As the wind howls outside and something that’s trying to be snow descends from the skies, what better time is there to spend a while browsing an exciting new poetry ezine? Pomegranate is something I stumbled across recently: a plucky endeavour from a bunch of Foyles Young Poets prize-winners that aims to give a voice and literary platform to young writers everywhere. So far, two issues have been published, containing poetry from the likes of Forward Prize-shortlisted Salt poet Luke Kennard and Mimesis editor James Midgley, as well as refreshing work by some really promising and startlingly young poets including Emily Tesh, Martha Sprackland and Richard O’Brien.

Highlights from issue 1 include O’Brien’s ‘On Returning to the Morrison’s Produce Department’ and Tesh’s ‘Interview with a Goddess’, and James Midgley’s ‘Seducing the Leopard Gecko’ makes for the wonderfully descriptive and impressive stand-out piece from issue 2. Well, at least in my humble opinion anyway: head over there yourself to check out what’s on offer. The link’s here.

And if you like what you find, there’s more in store: issue 3’s out in March, and the next issue of longstanding print-based poetry magazine Magma, edited by Roddy Lumsden, promises to be one of the most exciting in recent years, featuring work by some of the Pomegranate team, other up and coming poets, interviews, and a sequence from yours truly. It too will be available in March, with news and updates on the Magma website. In the meantime, and before I post on it, I’ll be working on a few reviews, as well as looking forward to the results of various competitions, including the National: I’ll be holding out for a slightly more adventurous winner this year, especially with Penelope Shuttle on the judging panel.

3 comments:

Rob said...

I like Penenlope Shuttle too. But you never can tell what judges are going to go for. Last year, Alice Oswald, John Burnside and Lee Harwood were judges and, while the poems chosen were good enough, they weren't as adventurous as that panel might have suggested.

Ben Wilkinson said...

Too true, Rob: three judges can result in good if wholly predictable winners (poems rather than poets that is).

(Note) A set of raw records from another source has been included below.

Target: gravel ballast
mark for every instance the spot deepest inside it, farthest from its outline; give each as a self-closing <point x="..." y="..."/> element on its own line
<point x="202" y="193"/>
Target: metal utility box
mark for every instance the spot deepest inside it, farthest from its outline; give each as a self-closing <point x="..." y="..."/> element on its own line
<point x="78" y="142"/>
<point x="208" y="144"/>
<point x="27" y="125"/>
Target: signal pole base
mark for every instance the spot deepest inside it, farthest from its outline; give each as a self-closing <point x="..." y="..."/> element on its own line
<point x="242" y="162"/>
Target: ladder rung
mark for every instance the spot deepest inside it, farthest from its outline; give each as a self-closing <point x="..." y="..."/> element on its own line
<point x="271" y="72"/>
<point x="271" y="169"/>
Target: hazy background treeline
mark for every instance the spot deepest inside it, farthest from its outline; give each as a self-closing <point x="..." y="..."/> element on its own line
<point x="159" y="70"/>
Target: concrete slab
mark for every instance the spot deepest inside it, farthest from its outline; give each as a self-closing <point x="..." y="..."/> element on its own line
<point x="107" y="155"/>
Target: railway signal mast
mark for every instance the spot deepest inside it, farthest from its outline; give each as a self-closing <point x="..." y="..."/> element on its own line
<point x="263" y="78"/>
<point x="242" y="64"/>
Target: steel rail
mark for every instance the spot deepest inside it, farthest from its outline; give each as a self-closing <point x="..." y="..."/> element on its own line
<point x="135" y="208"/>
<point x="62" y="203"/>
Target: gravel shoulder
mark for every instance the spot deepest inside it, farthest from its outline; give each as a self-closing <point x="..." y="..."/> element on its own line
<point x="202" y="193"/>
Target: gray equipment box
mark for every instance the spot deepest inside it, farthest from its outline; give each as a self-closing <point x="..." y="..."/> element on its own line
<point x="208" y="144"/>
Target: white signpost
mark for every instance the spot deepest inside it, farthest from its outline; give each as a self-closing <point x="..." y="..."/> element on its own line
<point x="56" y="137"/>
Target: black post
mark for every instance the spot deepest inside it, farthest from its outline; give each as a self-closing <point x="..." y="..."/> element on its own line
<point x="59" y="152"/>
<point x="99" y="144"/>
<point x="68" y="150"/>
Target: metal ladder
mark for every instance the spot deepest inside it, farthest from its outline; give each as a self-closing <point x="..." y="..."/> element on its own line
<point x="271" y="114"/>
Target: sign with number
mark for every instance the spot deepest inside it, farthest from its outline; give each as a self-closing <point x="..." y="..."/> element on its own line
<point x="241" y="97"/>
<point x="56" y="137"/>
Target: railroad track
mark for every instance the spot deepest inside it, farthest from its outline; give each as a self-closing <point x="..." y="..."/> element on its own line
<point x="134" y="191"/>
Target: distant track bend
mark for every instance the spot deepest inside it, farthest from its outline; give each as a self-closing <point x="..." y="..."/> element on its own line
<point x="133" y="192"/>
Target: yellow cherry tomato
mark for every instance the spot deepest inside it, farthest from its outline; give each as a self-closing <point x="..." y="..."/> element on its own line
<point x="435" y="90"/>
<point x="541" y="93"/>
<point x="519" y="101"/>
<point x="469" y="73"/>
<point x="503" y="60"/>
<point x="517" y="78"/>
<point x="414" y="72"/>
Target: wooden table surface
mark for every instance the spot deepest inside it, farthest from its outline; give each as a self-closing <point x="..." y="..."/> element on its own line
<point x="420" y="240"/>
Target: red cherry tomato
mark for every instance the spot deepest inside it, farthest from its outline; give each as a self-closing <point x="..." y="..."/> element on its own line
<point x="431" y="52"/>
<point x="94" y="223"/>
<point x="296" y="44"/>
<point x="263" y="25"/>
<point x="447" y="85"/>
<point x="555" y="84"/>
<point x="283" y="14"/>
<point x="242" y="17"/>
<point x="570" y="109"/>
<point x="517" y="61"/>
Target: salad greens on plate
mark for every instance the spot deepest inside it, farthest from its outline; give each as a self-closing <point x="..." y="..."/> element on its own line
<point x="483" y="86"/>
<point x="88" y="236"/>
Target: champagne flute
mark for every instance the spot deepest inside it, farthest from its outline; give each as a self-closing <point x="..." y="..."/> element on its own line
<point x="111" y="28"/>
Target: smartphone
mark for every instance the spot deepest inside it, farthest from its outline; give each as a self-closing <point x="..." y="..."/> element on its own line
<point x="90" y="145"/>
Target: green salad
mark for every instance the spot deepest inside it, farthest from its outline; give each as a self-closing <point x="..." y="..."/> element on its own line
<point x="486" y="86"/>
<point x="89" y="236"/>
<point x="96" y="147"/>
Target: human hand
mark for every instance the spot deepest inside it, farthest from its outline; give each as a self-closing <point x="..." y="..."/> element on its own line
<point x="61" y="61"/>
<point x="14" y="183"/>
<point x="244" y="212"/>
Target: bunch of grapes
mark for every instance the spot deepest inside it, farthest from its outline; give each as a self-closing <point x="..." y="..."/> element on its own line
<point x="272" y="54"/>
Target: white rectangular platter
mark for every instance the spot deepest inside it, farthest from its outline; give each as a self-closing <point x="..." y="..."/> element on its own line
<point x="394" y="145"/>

I have a feeling that Michael Schmidt might come at loggerheads with Shuttle over what should win, for example, which means, as is often the case, that they'll have to compromise on strong but average enough poems for the top three places.

Nice to see E.A. Markham on the judging panel too though.

I sometimes think that with the National the commended poems make for the most interesting reads.

Char Star said...

Glad to see you're enjoying Pomegranate! I'm loving your blog.